# How do you find the factors of f(z) over C if f(z)=2z^3+3z^2-14z-15?

Sep 17, 2016

$\left(z + 1\right) \left(z + 3\right) \left(2 z - 5\right)$.

#### Explanation:

We observe that,

The Sum of the co-effs. of odd powered terms of $z$ is

$2 - 14 = - 12$,

and, that of even powered, $3 - 15 = - 12$

We conclude that $\left(z + 1\right)$ is a factor of $f \left(z\right)$.

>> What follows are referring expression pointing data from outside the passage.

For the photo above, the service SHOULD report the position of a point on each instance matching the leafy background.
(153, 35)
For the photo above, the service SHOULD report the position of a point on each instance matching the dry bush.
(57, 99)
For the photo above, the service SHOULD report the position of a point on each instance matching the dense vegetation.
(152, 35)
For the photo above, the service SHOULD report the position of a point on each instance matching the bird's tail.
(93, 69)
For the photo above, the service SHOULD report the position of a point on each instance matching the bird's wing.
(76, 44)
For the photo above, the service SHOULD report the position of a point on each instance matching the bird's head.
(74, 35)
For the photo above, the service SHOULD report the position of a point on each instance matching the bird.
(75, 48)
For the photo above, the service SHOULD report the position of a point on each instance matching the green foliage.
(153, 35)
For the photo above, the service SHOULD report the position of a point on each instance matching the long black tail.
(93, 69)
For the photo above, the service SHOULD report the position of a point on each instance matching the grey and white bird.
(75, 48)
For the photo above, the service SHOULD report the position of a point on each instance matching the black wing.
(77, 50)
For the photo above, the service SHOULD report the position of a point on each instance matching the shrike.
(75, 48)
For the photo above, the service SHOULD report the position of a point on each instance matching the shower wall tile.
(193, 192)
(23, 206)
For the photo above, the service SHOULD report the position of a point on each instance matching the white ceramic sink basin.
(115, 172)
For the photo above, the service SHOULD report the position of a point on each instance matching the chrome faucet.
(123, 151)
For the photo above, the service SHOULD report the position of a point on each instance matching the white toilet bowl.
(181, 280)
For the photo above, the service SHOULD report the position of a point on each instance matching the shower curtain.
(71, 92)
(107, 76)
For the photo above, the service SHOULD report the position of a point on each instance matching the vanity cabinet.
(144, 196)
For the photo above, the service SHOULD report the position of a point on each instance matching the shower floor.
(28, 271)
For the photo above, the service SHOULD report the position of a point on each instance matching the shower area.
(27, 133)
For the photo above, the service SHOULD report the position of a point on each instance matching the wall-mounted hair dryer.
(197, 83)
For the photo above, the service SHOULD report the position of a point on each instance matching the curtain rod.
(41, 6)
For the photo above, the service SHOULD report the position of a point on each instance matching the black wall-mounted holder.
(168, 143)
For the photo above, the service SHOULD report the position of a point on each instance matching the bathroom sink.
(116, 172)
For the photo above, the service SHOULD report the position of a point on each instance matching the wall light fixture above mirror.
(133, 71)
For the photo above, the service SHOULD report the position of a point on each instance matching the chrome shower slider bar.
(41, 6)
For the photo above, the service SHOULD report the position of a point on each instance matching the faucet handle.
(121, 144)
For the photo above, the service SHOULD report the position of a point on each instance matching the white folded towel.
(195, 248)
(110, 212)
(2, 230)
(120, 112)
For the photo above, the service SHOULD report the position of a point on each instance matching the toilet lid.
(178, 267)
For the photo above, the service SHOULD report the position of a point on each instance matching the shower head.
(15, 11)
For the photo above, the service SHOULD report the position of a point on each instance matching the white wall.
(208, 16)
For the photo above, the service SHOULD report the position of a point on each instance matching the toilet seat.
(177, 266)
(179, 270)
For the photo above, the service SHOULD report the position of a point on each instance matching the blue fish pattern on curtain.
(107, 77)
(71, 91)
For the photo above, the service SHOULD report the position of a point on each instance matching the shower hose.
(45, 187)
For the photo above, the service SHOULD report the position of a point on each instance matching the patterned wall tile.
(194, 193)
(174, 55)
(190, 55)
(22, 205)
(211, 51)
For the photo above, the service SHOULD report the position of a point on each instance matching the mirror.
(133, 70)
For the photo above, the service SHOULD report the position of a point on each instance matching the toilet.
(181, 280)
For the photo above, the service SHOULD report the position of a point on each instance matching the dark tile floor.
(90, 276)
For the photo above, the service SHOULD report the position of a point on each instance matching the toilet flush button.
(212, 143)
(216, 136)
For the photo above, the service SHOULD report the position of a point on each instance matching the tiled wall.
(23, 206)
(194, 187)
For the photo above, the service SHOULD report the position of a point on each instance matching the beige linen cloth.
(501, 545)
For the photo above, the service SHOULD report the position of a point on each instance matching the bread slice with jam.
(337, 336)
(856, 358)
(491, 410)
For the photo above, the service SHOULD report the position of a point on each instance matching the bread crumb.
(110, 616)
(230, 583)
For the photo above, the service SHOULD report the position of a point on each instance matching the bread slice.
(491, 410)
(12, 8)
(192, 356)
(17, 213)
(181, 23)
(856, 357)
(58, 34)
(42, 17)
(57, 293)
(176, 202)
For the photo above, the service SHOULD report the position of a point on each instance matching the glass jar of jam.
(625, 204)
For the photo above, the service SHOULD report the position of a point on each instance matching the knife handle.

$\text{Now, } f \left(z\right) = 2 {z}^{3} + 3 {z}^{2} - 14 z - 15$

$= \underline{2 {z}^{3} + 2 {z}^{2}} + \underline{{z}^{2} + z} - \underline{15 z - 15}$

$= 2 {z}^{2} \left(z + 1\right) + z \left(z + 1\right) - 15 \left(z + 1\right)$

$= \left(z + 1\right) \left(2 {z}^{2} + z - 15\right)$

$= \left(z + 1\right) \left\{\underline{2 {z}^{2} + 6 z} - \underline{5 z - 15}\right\}$

$= \left(z + 1\right) \left\{2 z \left(z + 3\right) - 5 \left(z + 3\right)\right\}$

$= \left(z + 1\right) \left(z + 3\right) \left(2 z - 5\right)$.